Kimberly Roberts, one of Mountain Harvest’s first clients, wants to start a cupcake business. She came up with the idea after lamenting the lack of bakeries in the area.
“I can’t afford to have a kitchen of my own yet because I’m just starting out,” said Roberts, who lives in Elizabethton, about a half-hour drive from Unicoi.
She planned to rent space by the hour in the Mountain Harvest Kitchen and sell her pastries at local farmers markets. She eventually wants to launch her own food truck.
“There’s a lot of interest in using our space as a commissary for food trucks and mobile food units,” said kitchen manager Lee Manning, a food scientist who moved to Unicoi from Athens, Georgia. Her vision is for food truck businesses to expand throughout the region, but she says there’s demand even closer to home. “Even in Erwin, I’ve seen food trucks,” she said.
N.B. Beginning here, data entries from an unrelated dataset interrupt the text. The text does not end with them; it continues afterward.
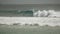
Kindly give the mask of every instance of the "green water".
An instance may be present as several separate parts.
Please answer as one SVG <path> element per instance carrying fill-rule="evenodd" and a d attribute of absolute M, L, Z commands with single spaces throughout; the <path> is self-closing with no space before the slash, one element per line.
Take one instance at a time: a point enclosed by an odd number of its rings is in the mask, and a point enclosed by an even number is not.
<path fill-rule="evenodd" d="M 0 26 L 0 34 L 60 34 L 60 27 Z"/>

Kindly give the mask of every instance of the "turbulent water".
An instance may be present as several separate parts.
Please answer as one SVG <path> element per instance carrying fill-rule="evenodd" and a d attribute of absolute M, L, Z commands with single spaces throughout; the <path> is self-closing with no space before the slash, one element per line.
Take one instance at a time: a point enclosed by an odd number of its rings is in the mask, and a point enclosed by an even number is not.
<path fill-rule="evenodd" d="M 60 26 L 60 18 L 47 18 L 47 17 L 0 17 L 0 23 L 2 24 L 39 24 L 39 25 L 50 25 Z"/>

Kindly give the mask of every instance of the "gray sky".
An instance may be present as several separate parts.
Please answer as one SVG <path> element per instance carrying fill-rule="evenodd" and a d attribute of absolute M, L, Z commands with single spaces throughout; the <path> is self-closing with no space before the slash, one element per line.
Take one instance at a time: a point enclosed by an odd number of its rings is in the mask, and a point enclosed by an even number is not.
<path fill-rule="evenodd" d="M 60 0 L 0 0 L 0 4 L 60 4 Z"/>

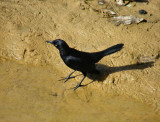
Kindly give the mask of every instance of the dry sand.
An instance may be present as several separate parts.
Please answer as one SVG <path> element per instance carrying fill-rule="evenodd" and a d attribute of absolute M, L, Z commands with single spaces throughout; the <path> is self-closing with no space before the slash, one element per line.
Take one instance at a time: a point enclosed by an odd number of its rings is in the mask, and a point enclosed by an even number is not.
<path fill-rule="evenodd" d="M 127 26 L 93 10 L 101 8 L 96 1 L 0 1 L 0 121 L 160 121 L 160 1 L 115 7 L 147 20 Z M 88 52 L 125 46 L 97 64 L 102 79 L 86 78 L 90 84 L 73 91 L 82 76 L 58 82 L 72 70 L 45 43 L 57 38 Z"/>

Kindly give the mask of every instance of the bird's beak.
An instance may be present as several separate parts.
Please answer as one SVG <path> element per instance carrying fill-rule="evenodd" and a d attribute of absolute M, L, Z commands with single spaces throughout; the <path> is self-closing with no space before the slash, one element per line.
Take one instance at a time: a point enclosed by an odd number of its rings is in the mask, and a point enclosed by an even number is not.
<path fill-rule="evenodd" d="M 46 41 L 47 43 L 51 43 L 52 44 L 52 41 Z"/>

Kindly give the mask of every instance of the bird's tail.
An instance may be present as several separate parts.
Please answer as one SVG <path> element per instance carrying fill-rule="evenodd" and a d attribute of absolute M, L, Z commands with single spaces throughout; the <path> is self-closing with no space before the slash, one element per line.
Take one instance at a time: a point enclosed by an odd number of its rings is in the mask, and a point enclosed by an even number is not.
<path fill-rule="evenodd" d="M 110 55 L 112 53 L 115 53 L 117 51 L 120 51 L 123 48 L 124 44 L 117 44 L 112 47 L 109 47 L 103 51 L 92 53 L 92 58 L 94 60 L 94 63 L 97 63 L 99 60 L 101 60 L 104 56 Z"/>

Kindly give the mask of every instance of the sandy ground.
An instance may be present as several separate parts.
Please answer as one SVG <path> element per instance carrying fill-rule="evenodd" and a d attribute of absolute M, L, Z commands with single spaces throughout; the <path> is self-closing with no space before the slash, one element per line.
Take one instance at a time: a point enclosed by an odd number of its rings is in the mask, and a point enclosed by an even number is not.
<path fill-rule="evenodd" d="M 160 1 L 115 6 L 119 15 L 147 20 L 131 25 L 115 26 L 95 11 L 102 8 L 96 1 L 0 1 L 1 121 L 160 121 Z M 82 76 L 58 82 L 72 70 L 45 43 L 57 38 L 88 52 L 125 46 L 97 64 L 101 79 L 86 78 L 73 91 Z"/>

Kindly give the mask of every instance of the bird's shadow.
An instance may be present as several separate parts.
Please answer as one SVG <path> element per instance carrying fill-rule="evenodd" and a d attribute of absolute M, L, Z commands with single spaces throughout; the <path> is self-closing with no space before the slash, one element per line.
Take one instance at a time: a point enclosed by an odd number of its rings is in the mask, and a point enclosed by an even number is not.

In the meantime, Unicoi is forging ahead with its plans. The city has committed to funding the $1.2 million kitchen for the first three years, but Manning wants it to be self-sustaining. Unicoi has spent a third of its own equipment budget — as the kitchen gains clients, and Manning gets a clearer sense of their projects, she’ll add more gear to accommodate them. “We’re looking outward to see what people want from our space,” she said.
So far, the kitchen has three types of ovens, canning equipment, a dehydrator, an industrial vegetable peeler, a blast chiller, a bread proofer, plus stand mixers and food processors. A bottling line and a label maker are in the works for people who want to make salsas or barbecue sauces.
The kitchen is a huge undertaking, but it’s just one of Lynch’s projects to bring tourism to Unicoi. The town refurbished a Revolutionary War-era cabin, where musicians perform bluegrass music weekly, and built a trailhead that leads to a path up Buffalo Mountain in the Cherokee National Forest. A new state park is also in the works.
City leaders hope the Mountain Harvest Kitchen is the tipping point, leading to new restaurants and more local food products. How it all pans out remains to be seen, but Lynch said there’s plenty of opportunity.
“The things that we’re doing, we feel, grab hold of [tourism] so we can really grab hold of that train as it goes by.”